We discuss RAND's new artist residency program, Art + Data; sexual violence in the U.S. Army; the use of “gray market care” in America; how to manage the changing U.S.-China relationship; supply chains and cyberattacks; and small businesses, criminal histories, and the paycheck protection program.
Our new artist residency program, RAND Art + Data, kicks off today. Over the next year, we'll partner with four groundbreaking artists to produce visualizations inspired by RAND research. The artwork they create will aim to challenge conventional thinking about policy issues.
The program's inaugural artist is information designer Giorgia Lupi, who will create three RAND Art + Data pieces. Her first visualizes striking data points that appear in a recent RAND study on the opportunity to transform America's mental health system.
In creating this custom illustration, titled “Imaging Mental Health in America,” Lupi was inspired by connectome brain imaging, a technique used to map neural pathways that produces beautiful, polychromatic images. “We hope readers spend time with this visualization, exploring and reflecting on the various issues it raises for mental health and mental health care,” she says.
A new RAND study finds considerable variation in sexual assault risk and sexual harassment risk among groups of soldiers in the U.S. Army. For example, women at Fort Hood, Fort Bliss, and several other bases face higher sexual assault risk than the average woman in the Army.
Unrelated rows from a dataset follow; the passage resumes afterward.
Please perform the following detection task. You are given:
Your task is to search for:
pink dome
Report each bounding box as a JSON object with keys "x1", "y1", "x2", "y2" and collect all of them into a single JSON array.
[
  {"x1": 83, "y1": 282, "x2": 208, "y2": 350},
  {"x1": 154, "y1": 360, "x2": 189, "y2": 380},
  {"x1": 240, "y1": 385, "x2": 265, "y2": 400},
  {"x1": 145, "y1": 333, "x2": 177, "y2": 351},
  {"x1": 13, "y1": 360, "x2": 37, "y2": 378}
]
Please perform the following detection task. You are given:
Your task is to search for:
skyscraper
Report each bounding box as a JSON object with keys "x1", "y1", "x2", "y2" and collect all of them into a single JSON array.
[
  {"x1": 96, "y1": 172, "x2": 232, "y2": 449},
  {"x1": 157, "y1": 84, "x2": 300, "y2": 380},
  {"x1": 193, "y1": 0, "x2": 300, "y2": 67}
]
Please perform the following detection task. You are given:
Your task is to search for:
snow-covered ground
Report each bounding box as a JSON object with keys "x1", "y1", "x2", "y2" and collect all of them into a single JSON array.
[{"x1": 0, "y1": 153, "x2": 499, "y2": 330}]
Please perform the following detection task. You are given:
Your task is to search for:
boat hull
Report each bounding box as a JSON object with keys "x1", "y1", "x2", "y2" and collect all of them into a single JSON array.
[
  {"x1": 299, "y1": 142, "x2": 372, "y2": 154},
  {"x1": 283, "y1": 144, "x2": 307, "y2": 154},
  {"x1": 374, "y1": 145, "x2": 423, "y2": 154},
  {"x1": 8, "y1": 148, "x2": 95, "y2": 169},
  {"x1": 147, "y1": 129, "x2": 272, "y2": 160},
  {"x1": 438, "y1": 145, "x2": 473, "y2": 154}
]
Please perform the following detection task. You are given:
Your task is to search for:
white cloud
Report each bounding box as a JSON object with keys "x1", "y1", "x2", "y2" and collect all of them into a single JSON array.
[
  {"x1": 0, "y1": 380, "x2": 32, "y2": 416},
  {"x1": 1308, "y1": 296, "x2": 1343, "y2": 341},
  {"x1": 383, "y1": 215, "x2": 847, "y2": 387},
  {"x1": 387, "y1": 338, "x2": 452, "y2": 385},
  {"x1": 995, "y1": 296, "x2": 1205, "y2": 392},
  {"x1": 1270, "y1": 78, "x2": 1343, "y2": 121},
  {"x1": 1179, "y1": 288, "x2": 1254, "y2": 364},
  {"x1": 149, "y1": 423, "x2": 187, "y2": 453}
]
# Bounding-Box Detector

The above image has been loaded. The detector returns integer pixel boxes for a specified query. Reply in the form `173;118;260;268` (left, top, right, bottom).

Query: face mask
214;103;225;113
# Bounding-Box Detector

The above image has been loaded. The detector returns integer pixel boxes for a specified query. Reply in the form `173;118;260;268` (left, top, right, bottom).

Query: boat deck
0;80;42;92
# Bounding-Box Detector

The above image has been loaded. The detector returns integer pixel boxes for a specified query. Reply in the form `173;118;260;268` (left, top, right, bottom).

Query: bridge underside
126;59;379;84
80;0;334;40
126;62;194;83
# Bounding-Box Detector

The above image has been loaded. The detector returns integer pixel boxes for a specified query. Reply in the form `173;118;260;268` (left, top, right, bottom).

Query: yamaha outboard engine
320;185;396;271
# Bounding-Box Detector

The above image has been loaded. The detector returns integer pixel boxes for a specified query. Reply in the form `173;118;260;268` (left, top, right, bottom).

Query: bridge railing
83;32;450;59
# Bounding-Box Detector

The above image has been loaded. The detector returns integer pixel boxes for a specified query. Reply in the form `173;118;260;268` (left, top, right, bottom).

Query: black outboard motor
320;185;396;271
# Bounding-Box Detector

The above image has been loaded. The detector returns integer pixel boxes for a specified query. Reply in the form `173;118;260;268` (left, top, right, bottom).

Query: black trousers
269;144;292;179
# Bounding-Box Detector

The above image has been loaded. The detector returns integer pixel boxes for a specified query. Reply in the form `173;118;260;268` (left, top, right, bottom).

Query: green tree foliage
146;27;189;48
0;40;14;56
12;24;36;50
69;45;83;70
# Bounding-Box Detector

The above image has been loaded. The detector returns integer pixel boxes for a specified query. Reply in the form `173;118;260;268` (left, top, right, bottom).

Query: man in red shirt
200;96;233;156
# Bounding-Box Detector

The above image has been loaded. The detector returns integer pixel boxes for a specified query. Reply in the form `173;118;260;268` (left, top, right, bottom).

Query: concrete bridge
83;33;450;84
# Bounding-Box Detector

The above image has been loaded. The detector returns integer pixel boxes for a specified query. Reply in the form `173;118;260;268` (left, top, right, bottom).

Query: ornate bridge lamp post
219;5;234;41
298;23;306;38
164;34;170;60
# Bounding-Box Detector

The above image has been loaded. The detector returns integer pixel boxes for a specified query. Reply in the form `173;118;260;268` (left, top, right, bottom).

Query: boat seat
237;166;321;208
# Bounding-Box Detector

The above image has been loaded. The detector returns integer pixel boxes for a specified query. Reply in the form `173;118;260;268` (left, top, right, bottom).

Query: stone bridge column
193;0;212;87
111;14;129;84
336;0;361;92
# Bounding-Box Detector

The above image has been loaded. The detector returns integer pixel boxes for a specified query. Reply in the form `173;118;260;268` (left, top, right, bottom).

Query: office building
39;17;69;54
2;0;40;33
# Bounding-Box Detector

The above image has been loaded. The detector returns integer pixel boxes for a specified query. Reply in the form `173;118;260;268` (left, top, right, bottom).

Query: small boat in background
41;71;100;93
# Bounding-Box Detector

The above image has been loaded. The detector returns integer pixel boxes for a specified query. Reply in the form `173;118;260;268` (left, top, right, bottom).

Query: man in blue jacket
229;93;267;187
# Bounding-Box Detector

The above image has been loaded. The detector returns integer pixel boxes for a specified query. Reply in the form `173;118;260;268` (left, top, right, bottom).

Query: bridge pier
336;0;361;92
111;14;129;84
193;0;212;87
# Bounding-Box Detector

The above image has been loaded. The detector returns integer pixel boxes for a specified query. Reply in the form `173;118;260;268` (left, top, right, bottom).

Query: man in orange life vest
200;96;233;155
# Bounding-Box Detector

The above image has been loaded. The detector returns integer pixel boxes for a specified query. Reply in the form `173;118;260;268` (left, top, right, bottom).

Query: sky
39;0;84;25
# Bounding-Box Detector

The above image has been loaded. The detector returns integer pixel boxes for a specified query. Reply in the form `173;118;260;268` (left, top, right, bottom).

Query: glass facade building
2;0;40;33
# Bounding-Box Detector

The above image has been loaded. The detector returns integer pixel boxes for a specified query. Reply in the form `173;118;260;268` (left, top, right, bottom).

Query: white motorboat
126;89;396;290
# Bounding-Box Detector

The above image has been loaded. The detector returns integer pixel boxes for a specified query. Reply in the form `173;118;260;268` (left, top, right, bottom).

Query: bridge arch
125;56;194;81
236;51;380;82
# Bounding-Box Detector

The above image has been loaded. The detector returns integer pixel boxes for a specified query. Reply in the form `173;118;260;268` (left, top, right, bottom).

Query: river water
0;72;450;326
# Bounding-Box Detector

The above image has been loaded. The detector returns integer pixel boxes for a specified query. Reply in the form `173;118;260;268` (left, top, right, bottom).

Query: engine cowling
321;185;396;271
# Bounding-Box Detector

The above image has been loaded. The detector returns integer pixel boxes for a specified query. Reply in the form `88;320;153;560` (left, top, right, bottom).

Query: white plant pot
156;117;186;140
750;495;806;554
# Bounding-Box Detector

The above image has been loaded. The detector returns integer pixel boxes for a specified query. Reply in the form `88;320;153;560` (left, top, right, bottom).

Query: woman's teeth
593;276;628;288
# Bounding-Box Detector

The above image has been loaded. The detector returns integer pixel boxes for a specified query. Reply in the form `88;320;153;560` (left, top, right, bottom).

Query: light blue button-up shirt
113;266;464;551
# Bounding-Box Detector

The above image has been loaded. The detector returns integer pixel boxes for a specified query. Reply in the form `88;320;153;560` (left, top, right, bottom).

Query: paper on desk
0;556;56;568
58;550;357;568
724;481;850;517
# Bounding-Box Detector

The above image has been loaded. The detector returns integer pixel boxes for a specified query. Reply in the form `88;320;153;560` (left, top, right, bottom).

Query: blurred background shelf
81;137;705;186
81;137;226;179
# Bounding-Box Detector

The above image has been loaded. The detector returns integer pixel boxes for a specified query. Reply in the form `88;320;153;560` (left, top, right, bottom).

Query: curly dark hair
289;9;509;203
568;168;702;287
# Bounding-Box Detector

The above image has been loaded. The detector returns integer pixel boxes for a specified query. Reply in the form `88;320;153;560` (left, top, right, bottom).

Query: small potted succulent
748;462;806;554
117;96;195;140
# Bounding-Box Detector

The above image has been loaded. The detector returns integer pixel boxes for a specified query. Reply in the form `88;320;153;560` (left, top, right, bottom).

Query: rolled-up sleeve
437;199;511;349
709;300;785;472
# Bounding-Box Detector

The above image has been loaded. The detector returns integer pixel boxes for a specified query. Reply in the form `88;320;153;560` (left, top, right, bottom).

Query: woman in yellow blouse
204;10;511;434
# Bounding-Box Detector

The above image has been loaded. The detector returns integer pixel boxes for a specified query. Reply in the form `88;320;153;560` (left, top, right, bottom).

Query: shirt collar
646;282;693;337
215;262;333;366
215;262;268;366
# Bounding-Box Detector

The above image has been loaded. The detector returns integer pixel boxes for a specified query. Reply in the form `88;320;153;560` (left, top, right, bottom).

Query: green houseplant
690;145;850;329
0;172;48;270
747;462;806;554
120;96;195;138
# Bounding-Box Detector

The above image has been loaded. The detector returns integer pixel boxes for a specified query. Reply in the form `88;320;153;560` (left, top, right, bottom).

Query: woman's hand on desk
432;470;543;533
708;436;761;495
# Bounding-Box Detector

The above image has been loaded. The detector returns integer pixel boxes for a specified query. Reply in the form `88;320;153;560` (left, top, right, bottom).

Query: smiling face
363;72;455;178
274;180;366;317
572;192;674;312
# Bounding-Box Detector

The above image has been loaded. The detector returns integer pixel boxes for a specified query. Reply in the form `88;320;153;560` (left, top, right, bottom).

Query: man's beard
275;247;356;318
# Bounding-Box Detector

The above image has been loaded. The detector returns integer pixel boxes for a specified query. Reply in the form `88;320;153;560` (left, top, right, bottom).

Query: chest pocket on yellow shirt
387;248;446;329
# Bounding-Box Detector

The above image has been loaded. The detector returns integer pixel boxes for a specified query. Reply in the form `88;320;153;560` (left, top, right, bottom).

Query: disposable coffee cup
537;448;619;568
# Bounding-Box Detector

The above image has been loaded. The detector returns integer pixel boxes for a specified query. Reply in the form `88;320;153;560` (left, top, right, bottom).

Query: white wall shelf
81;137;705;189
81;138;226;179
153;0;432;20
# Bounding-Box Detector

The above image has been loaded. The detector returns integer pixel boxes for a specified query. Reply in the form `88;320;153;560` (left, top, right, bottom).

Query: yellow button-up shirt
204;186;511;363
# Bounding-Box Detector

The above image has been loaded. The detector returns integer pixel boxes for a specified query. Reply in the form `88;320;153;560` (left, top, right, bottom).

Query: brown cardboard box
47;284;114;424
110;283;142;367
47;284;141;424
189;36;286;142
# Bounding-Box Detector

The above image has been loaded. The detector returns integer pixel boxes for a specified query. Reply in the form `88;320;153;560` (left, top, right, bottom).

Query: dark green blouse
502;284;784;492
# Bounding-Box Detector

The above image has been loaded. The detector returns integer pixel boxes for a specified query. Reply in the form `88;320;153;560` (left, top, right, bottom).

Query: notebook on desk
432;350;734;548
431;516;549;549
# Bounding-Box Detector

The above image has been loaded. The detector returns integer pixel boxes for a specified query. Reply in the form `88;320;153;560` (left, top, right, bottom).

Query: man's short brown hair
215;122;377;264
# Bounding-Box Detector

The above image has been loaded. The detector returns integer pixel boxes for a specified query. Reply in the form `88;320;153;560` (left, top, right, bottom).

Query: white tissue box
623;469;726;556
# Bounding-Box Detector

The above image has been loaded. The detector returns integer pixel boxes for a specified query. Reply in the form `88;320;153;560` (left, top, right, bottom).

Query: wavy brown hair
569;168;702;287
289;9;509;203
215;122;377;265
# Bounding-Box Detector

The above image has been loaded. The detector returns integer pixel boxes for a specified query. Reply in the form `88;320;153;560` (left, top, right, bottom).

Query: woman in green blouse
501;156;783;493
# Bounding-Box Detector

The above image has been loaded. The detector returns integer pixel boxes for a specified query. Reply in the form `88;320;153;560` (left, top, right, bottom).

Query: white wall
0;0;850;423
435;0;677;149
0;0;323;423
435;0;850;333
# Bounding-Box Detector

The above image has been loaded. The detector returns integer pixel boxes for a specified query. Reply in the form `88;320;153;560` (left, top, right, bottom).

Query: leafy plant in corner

The researchers also accounted for individual and group characteristics that are associated with higher risk to better understand the problem—and identify potential solutions to address it.
“Gray market caregivers” are paid workers who are not related to the care recipient, not employed by a regulated agency, and potentially unscreened and untrained. A new RAND study finds that nearly one-third of Americans who arranged for the paid care for an older person or someone with dementia hired gray market caregivers. As the demand for long-term care increases, it's important to understand more about the use and quality of this type of paid caregiving.
Despite long-standing disputes, the U.S.-China relationship was once viewed as stable and mutually profitable. But a rapid unraveling of this relationship in recent years has unsettled global politics. In a new RAND paper, Timothy Heath breaks down five years of RAND research—more than 60 reports—on U.S. strategic competition with China. Areas of focus include Beijing's strategic goals and priorities and what steps might further protect American interests.
Recent cyberattacks such as the Colonial Pipeline hack have shown the vulnerability of supply chains. According to RAND's Jonathan Welburn, this presents “a wicked new form of risk—and the stakes are as much about national security as they are economics.” A recent executive order signed by President Biden may be a first step to addressing the problem. But don't expect an end to cyber-driven supply chain disruptions any time soon, Welburn says. Protecting supply chains will require digital-era solutions, including updating tools, regulations, and reporting requirements.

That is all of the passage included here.